MARY LOUISE KELLY, HOST:
Now we have some surprising news about these critters.
(SOUNDBITE OF MOSQUITO BUZZING)
KELLY: Mosquitoes - scientists have found you can actually teach mosquitoes to avoid you. NPR's Michaeleen Doucleff explains.
MICHAELEEN DOUCLEFF, BYLINE: Human skin is a cornucopia of fragrances. Jim Riffell (ph) at the University of Washington says we emit more than 200 odor chemicals from our skin. One common chemical actually smells quite nice.
JEFF RIFFELL: It smells kind of like grassy and a little bit mushroomy (ph).
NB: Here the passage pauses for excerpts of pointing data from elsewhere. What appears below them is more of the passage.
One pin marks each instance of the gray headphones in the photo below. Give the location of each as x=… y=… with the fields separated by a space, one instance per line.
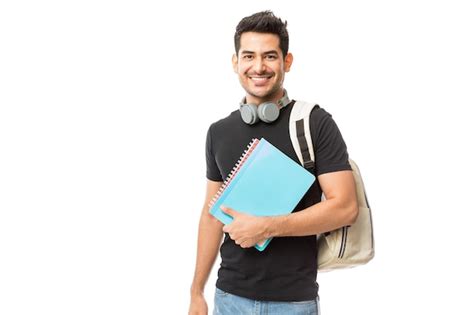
x=267 y=112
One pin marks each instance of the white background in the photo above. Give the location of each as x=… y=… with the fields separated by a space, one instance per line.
x=104 y=108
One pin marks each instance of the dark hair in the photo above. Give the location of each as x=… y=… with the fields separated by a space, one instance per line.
x=263 y=22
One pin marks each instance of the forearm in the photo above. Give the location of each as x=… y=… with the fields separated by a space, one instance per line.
x=209 y=239
x=322 y=217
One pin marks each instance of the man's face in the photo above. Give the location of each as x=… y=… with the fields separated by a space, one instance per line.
x=261 y=67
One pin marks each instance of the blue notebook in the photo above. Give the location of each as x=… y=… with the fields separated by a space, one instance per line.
x=264 y=182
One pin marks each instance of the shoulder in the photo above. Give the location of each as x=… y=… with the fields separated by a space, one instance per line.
x=225 y=123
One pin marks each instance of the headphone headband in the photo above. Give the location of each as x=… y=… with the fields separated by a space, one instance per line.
x=267 y=111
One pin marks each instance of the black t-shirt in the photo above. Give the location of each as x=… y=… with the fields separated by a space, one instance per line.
x=286 y=269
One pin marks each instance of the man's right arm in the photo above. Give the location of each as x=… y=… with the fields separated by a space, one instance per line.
x=209 y=239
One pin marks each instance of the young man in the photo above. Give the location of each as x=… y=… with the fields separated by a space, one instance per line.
x=282 y=278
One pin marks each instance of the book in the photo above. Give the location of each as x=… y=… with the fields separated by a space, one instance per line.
x=264 y=182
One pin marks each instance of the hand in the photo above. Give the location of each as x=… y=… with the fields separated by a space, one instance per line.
x=198 y=305
x=246 y=230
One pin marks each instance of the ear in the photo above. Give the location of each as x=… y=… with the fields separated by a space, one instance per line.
x=288 y=61
x=235 y=63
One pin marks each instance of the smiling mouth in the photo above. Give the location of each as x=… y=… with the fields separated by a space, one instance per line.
x=260 y=79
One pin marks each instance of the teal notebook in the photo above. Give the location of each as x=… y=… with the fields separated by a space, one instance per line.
x=264 y=182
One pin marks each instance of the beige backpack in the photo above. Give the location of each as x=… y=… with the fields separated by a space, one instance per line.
x=348 y=246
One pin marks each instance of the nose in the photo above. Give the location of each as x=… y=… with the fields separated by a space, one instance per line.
x=259 y=65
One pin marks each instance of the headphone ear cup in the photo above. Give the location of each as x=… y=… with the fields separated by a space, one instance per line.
x=268 y=112
x=249 y=113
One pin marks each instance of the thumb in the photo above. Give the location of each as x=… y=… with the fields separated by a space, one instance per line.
x=229 y=211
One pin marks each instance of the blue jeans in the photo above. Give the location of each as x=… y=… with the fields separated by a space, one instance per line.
x=229 y=304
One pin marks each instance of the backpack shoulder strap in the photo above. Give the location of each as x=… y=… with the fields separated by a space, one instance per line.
x=300 y=134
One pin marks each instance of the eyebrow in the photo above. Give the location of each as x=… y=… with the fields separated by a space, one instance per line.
x=243 y=52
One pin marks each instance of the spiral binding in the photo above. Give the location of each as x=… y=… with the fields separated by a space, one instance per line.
x=250 y=147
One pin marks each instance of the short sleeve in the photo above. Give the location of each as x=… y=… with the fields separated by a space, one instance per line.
x=212 y=171
x=330 y=148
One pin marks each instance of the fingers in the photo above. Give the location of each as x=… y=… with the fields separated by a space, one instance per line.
x=229 y=211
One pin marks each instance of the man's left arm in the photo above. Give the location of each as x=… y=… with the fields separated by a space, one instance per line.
x=337 y=210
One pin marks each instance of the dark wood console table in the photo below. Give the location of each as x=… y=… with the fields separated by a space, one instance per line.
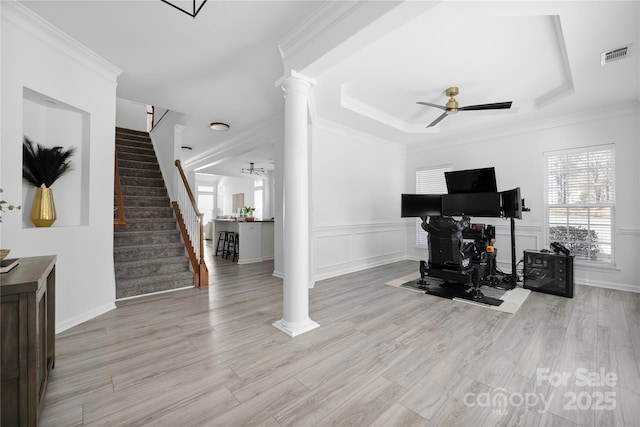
x=27 y=301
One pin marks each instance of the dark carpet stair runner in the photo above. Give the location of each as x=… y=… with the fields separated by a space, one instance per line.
x=148 y=252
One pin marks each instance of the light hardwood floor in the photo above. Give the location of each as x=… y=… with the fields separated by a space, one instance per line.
x=382 y=356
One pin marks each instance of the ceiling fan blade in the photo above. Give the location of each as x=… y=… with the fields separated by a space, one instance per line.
x=428 y=104
x=495 y=106
x=438 y=120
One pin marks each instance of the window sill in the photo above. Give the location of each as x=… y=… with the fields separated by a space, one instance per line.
x=596 y=267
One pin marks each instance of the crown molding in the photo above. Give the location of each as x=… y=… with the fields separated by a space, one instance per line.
x=367 y=110
x=27 y=20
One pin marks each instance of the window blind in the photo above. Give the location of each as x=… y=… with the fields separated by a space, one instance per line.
x=429 y=181
x=580 y=201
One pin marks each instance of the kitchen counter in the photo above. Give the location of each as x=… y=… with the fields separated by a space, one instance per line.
x=255 y=238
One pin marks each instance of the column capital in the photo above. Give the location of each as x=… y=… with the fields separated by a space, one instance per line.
x=294 y=76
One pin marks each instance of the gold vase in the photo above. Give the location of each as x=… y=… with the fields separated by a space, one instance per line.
x=43 y=212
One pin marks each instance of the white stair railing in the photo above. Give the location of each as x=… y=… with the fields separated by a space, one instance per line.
x=191 y=224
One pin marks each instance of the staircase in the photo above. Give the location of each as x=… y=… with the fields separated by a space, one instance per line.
x=148 y=252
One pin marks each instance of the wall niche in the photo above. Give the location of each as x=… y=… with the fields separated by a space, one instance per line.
x=50 y=122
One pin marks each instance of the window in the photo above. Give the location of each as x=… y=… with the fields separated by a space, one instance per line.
x=580 y=201
x=429 y=181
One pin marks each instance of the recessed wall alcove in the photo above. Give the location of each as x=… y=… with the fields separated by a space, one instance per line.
x=51 y=122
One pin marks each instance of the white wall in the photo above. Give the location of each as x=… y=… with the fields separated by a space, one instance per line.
x=356 y=182
x=518 y=160
x=36 y=56
x=131 y=115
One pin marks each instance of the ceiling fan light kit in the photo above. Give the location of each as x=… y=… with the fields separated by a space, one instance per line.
x=253 y=170
x=452 y=106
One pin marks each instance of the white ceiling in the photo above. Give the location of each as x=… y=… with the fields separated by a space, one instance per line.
x=223 y=66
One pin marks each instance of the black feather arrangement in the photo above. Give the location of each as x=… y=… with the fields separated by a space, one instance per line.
x=42 y=165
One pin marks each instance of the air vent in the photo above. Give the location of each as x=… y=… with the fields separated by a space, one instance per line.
x=614 y=55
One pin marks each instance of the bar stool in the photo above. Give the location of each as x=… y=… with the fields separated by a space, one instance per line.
x=233 y=244
x=222 y=238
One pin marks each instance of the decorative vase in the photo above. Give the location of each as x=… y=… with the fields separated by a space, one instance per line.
x=43 y=212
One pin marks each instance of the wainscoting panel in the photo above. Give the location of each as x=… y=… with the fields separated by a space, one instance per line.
x=332 y=251
x=345 y=249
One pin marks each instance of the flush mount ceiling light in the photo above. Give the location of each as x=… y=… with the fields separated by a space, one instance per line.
x=253 y=170
x=190 y=7
x=219 y=127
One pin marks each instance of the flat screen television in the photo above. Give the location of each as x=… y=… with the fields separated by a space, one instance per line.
x=472 y=204
x=420 y=205
x=512 y=203
x=471 y=181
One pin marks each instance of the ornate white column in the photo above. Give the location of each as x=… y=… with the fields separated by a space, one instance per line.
x=295 y=318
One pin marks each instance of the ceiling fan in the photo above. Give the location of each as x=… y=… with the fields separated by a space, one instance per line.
x=253 y=170
x=452 y=106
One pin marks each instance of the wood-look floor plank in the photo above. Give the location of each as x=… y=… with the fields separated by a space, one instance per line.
x=382 y=356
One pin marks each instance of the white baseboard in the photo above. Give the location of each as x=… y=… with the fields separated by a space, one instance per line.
x=74 y=321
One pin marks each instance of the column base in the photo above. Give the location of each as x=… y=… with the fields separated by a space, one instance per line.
x=295 y=329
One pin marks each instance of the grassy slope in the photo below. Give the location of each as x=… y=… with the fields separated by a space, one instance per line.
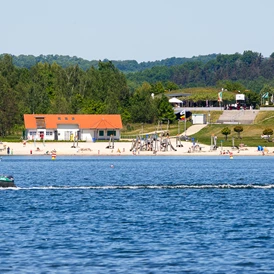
x=250 y=136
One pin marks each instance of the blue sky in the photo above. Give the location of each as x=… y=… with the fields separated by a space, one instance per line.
x=141 y=30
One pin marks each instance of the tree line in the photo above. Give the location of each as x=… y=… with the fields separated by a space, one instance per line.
x=27 y=61
x=49 y=89
x=250 y=69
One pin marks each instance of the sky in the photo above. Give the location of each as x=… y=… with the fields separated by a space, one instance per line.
x=141 y=30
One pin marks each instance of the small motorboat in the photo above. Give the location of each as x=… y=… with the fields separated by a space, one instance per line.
x=6 y=181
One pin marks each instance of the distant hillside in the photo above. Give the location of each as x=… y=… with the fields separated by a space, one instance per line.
x=27 y=61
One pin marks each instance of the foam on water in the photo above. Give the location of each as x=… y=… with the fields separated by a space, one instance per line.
x=183 y=186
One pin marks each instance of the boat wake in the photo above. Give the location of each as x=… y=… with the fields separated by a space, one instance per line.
x=181 y=186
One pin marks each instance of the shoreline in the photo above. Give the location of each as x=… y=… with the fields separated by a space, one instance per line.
x=122 y=149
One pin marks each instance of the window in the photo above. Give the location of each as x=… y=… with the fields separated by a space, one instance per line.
x=111 y=132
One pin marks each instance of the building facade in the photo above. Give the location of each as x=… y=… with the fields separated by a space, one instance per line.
x=71 y=127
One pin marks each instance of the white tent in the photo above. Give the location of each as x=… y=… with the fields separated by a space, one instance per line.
x=175 y=100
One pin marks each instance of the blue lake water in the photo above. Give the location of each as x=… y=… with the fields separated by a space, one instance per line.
x=143 y=215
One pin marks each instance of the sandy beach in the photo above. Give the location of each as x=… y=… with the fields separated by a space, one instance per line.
x=123 y=149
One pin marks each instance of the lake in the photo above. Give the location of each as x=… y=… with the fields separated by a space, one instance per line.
x=137 y=215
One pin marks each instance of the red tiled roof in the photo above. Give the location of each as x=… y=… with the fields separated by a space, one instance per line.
x=84 y=121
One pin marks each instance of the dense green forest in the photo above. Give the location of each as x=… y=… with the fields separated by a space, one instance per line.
x=27 y=61
x=250 y=69
x=50 y=88
x=45 y=86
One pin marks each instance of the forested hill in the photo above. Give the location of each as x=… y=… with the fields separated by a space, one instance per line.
x=28 y=61
x=250 y=69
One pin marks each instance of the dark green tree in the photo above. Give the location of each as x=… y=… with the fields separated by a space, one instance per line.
x=226 y=131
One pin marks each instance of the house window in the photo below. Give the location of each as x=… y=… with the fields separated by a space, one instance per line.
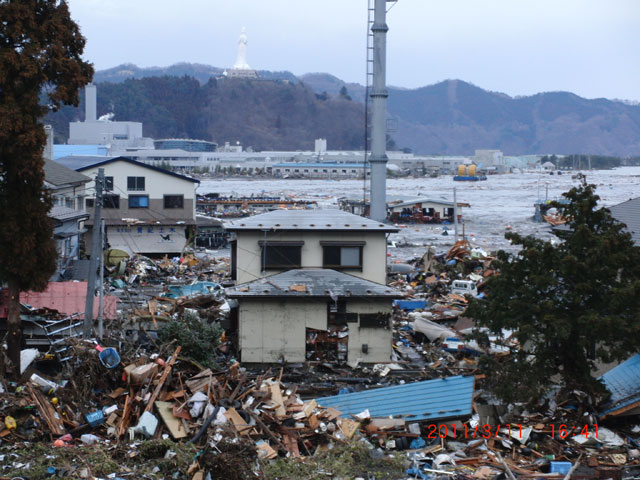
x=135 y=184
x=340 y=255
x=281 y=255
x=374 y=320
x=174 y=201
x=110 y=201
x=138 y=201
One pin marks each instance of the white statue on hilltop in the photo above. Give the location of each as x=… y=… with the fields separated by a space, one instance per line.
x=241 y=59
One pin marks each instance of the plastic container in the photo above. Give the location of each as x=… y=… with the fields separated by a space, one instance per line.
x=10 y=423
x=560 y=467
x=108 y=356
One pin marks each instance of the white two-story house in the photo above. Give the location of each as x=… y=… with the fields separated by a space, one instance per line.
x=311 y=286
x=68 y=191
x=147 y=210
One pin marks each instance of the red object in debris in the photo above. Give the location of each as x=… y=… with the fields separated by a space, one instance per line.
x=65 y=297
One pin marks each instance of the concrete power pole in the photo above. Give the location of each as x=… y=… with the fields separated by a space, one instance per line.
x=96 y=249
x=379 y=94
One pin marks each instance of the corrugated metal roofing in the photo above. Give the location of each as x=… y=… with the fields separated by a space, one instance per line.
x=623 y=382
x=309 y=220
x=427 y=200
x=629 y=213
x=429 y=400
x=319 y=165
x=318 y=282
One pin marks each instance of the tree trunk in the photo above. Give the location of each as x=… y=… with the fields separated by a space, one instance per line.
x=14 y=327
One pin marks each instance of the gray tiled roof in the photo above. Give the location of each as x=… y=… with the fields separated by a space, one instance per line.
x=629 y=213
x=58 y=174
x=317 y=282
x=80 y=162
x=65 y=213
x=329 y=219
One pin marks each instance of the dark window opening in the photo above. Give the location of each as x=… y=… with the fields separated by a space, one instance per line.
x=374 y=320
x=135 y=184
x=336 y=256
x=110 y=201
x=138 y=201
x=281 y=256
x=174 y=201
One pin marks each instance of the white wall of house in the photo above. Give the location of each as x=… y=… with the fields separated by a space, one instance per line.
x=249 y=252
x=147 y=238
x=157 y=183
x=378 y=340
x=272 y=329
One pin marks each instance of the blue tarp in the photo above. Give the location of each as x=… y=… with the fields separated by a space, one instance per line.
x=409 y=305
x=429 y=400
x=623 y=382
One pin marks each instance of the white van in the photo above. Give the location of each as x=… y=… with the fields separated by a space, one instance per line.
x=464 y=287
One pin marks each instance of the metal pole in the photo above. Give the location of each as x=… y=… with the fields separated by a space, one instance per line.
x=101 y=287
x=379 y=94
x=455 y=216
x=95 y=247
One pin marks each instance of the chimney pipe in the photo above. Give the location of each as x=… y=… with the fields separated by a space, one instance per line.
x=379 y=94
x=90 y=107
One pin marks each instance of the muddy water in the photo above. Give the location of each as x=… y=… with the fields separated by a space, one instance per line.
x=500 y=203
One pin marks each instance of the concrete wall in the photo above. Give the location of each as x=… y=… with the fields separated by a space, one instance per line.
x=374 y=252
x=272 y=329
x=101 y=132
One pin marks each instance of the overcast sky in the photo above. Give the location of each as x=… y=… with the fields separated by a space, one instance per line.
x=589 y=47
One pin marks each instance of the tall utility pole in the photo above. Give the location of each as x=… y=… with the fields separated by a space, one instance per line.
x=96 y=249
x=379 y=94
x=101 y=287
x=455 y=215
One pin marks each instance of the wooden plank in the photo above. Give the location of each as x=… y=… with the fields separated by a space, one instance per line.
x=165 y=410
x=291 y=445
x=165 y=374
x=241 y=426
x=47 y=412
x=276 y=397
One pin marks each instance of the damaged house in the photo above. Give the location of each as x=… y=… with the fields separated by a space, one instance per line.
x=311 y=286
x=147 y=210
x=68 y=191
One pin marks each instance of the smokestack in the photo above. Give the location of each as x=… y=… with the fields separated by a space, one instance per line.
x=90 y=108
x=48 y=148
x=379 y=94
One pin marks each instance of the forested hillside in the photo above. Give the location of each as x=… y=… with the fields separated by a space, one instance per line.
x=264 y=115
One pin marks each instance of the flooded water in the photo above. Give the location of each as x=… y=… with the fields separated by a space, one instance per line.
x=502 y=202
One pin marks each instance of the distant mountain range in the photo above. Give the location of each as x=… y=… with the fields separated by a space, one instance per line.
x=450 y=117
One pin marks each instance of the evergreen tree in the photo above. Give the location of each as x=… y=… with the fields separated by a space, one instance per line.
x=569 y=305
x=40 y=48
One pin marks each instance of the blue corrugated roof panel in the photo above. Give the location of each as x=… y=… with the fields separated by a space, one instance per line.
x=429 y=400
x=623 y=382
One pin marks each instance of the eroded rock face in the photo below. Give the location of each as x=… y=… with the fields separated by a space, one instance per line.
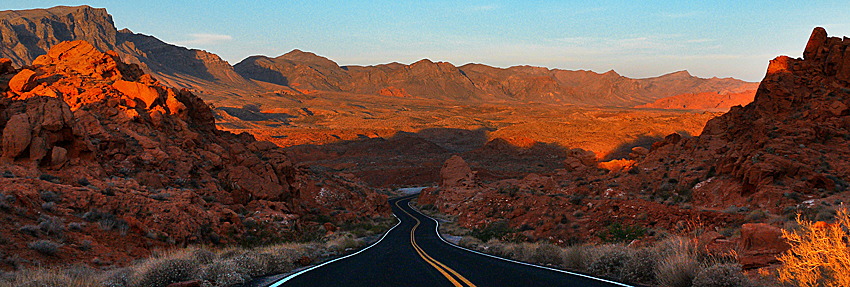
x=23 y=81
x=784 y=153
x=97 y=140
x=455 y=172
x=760 y=245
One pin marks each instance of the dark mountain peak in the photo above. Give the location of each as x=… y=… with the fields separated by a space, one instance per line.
x=300 y=56
x=611 y=73
x=683 y=74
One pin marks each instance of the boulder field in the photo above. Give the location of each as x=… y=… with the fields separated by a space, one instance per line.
x=749 y=172
x=108 y=164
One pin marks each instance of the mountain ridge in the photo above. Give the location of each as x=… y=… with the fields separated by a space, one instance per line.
x=26 y=34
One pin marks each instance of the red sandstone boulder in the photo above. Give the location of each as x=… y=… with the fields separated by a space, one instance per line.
x=16 y=136
x=760 y=244
x=454 y=172
x=580 y=160
x=23 y=81
x=147 y=94
x=6 y=66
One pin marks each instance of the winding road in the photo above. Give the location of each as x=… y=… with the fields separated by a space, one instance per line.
x=412 y=254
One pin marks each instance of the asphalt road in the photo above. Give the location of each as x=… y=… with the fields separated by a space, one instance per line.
x=412 y=254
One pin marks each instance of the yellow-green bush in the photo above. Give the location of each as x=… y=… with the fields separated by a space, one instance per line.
x=819 y=254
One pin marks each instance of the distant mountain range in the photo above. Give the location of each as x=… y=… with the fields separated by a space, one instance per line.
x=26 y=34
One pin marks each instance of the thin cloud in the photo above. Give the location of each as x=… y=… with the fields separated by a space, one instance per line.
x=704 y=40
x=204 y=39
x=484 y=7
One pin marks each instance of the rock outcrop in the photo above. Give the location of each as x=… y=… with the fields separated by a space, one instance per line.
x=781 y=155
x=91 y=139
x=28 y=34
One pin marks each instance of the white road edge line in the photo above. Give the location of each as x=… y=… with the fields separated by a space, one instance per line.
x=287 y=278
x=437 y=229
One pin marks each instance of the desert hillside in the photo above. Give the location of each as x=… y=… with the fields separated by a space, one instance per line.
x=102 y=163
x=30 y=33
x=749 y=173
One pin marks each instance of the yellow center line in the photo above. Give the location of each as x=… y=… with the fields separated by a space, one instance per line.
x=433 y=262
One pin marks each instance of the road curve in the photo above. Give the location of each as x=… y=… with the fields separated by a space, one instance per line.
x=412 y=254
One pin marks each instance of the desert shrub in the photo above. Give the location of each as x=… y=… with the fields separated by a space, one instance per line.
x=48 y=206
x=48 y=196
x=202 y=256
x=51 y=225
x=495 y=230
x=116 y=278
x=757 y=215
x=161 y=272
x=29 y=229
x=675 y=245
x=617 y=232
x=574 y=257
x=225 y=273
x=522 y=251
x=75 y=226
x=49 y=277
x=722 y=275
x=547 y=254
x=677 y=270
x=45 y=247
x=608 y=261
x=819 y=254
x=640 y=268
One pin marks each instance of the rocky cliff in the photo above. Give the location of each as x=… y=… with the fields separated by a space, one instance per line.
x=781 y=155
x=308 y=72
x=27 y=34
x=107 y=162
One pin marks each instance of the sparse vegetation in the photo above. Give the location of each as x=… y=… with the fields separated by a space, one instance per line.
x=820 y=253
x=45 y=247
x=673 y=261
x=214 y=267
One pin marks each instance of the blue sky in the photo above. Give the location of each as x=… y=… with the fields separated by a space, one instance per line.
x=636 y=39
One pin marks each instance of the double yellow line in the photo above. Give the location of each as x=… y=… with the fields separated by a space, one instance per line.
x=442 y=268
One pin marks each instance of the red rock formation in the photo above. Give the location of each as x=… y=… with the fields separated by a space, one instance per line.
x=93 y=141
x=711 y=101
x=786 y=152
x=760 y=244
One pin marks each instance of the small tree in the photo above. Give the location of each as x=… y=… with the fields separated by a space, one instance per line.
x=819 y=254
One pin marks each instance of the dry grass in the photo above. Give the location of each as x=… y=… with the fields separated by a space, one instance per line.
x=214 y=267
x=820 y=253
x=675 y=261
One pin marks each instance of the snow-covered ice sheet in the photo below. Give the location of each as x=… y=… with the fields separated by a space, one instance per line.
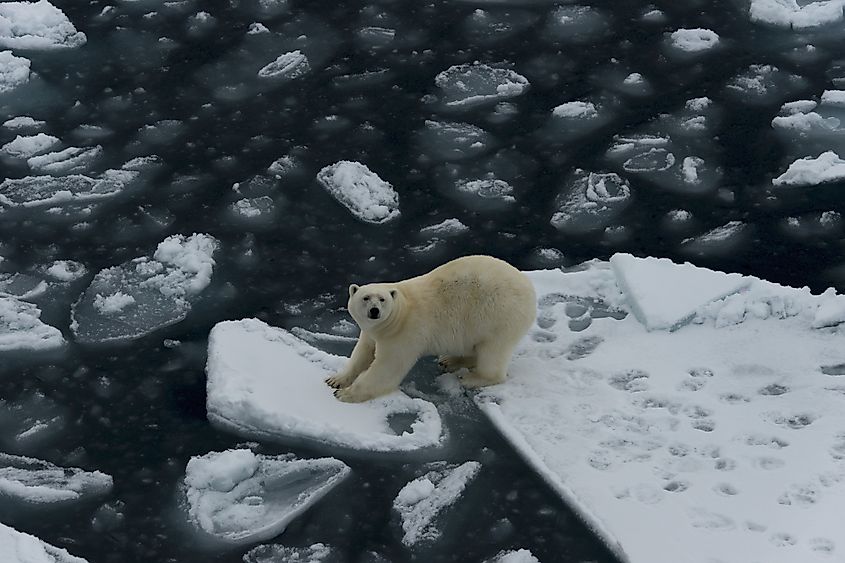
x=361 y=191
x=240 y=497
x=147 y=293
x=264 y=382
x=19 y=547
x=720 y=441
x=37 y=25
x=22 y=329
x=421 y=501
x=34 y=481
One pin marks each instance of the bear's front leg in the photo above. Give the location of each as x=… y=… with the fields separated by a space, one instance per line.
x=361 y=358
x=382 y=377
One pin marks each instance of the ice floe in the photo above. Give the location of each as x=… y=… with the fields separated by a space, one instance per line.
x=421 y=501
x=727 y=446
x=796 y=15
x=590 y=201
x=35 y=482
x=147 y=293
x=264 y=382
x=361 y=191
x=19 y=547
x=37 y=25
x=239 y=497
x=21 y=327
x=467 y=85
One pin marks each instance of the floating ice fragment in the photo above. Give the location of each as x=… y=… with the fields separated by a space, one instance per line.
x=361 y=191
x=37 y=25
x=828 y=167
x=18 y=547
x=264 y=382
x=36 y=482
x=796 y=15
x=590 y=201
x=286 y=66
x=664 y=295
x=468 y=85
x=693 y=40
x=144 y=294
x=14 y=71
x=22 y=329
x=239 y=497
x=423 y=499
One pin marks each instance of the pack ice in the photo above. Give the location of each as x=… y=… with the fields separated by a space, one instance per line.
x=18 y=547
x=685 y=414
x=264 y=382
x=147 y=293
x=240 y=497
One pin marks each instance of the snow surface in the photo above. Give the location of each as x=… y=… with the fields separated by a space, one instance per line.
x=421 y=501
x=361 y=191
x=729 y=445
x=39 y=482
x=828 y=167
x=19 y=547
x=240 y=497
x=264 y=382
x=37 y=25
x=145 y=294
x=21 y=327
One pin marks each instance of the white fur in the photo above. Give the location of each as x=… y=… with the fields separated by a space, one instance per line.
x=471 y=312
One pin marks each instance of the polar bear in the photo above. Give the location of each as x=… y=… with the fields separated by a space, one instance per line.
x=470 y=312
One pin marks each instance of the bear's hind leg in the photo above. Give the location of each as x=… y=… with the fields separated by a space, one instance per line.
x=491 y=366
x=451 y=364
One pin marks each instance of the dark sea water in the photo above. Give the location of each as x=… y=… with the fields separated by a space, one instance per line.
x=136 y=410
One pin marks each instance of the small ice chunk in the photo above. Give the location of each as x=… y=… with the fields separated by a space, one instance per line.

DOUCLEFF: Others - not so much.
RIFFELL: They smell pretty funky.
DOUCLEFF: Like an overripe brie cheese or a musty basement. But mosquitoes don't care if we're stinky. They love human smells. Mosquitoes actually learn human odors and then seek them out. In fact, scientists think it's your unique mixture of odors that determines how many mosquito bites you get. Some people's perfume is just irresistible.
RIFFELL: Yeah, I mean, that's what we found. Some people are super attractors, and some people are actually not attractive at all. And the mosquitoes will avoid them.
DOUCLEFF: Now Riffell says he has come up with a way to teach mosquitoes to hate your smell so they leave you alone. The key...
RIFFELL: Swat them.
DOUCLEFF: Swat them. Just wave your hands and arms all around the buggers. You don't even need to touch them. Riffell has found that mosquitoes hate vibrations. It makes them feel uncomfortable. So when you swat them, the critters start to associate this uncomfortable feeling with your own unique odor.
RIFFELL: Mosquitoes can learn whether or not you are trying to swat them. Then they will pretty much avoid you thereafter.
DOUCLEFF: So swatting in a way puts up a shield around you, making you invisible kind of like the Romulan cloaking device in Star Trek.
(SOUNDBITE OF TV SHOW, "STAR TREK")
LEONARD NIMOY: (As Spock) The cloaking device is working perfectly, and the commander has informed me that even the Romulan sensors cannot track a vessel so equipped.
DOUCLEFF: You can read all about this new cloaking device in the journal Current Biology. Marten Edwards, a biologist at Muhlenberg College, says the study was so convincing he's changing how he acts towards mosquitoes.
MARTEN EDWARDS: Well, I'm certainly going to slap at mosquitoes more now than I did before, and I'm going to feel OK if I miss because I know that I've taught the mosquito something important.
DOUCLEFF: That if the critter comes near Edwards, she could get - bam - smashed. Michaeleen Doucleff, NPR News.